Defesa do São Paulo vai bem e tem seu melhor desempenho desde 2007

Time sofreu 52 gols em 64 jogos, média de menos de um por partida

Renan Cacioli, O Estado de S. Paulo

11 Dezembro 2018 | 04h30

Se o ano de 2018 não encerrou o jejum de títulos do São Paulo, ao menos serviu para o sistema defensivo do time se consolidar e obter desempenho respeitável: com 52 gols sofridos em 64 partidas (média de 0,81 por jogo), a retaguarda tricolor conseguiu a melhor performance desde 2007, ano do segundo dos três títulos brasileiros seguidos (2006 a 2008) conquistados.

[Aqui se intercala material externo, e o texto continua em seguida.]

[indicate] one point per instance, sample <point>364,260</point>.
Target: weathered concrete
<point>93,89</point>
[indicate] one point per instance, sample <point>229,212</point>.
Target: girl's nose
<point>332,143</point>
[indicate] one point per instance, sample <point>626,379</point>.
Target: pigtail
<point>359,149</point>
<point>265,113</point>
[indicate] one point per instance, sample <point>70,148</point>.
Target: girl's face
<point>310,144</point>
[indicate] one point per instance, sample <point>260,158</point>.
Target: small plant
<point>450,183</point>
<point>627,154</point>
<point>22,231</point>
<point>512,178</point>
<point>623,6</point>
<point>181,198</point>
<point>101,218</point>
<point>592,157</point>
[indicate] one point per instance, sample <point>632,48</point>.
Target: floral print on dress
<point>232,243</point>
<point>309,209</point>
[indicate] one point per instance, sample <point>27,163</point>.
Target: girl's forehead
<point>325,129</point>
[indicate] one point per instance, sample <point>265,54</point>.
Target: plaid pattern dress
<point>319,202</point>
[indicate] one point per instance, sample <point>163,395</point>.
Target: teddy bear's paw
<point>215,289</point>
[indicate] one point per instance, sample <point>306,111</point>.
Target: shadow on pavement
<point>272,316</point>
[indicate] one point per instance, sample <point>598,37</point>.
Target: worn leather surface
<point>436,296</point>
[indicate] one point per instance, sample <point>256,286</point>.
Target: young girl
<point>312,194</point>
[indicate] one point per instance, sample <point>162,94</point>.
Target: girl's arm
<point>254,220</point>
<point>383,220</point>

Naquela temporada, foram 52 gols contra também, mas em maior número de jogos (73), o que acarretou em média de 0,71 gol sofrido por confronto. De lá para cá, dificilmente o São Paulo terminou um ano sem ir buscar a bola no fundo da sua meta, em média, ao menos uma vez por partida. Confira:

2018: 64 jogos / 52 gols sofridos (0,81)

2017: 64 / 80 (1,25)

2016: 71 / 71 (1)

2015: 71 / 75 (1,06)

2014: 69 / 71 (1,03)

2013: 83 / 98 (1,18)

2012: 78 / 72 (0,92)

2011: 70 / 75 (1,07)

2010: 71 / 83 (1,17)

2009: 69 / 73 ( 1,09)

2008: 71 / 68 (0,96)

2007: 73 / 52 (0,71)

Chamou a atenção nesta temporada o rodízio promovido pelo técnico Diego Aguirre, que trabalhou com Arboleda, Bruno Alves e Anderson Martins normalmente mesclando as duplas. Rodrigo Caio, lesionado, participou bem menos da campanha.

Apesar da queda de desempenho da equipe no returno do Campeonato Brasileiro, o São Paulo terminou a competição com a quinta melhor defesa da competição, com 34 gols sofridos, atrás de Flamengo e Internacional (29 cada), Grêmio (27) e Palmeiras (26).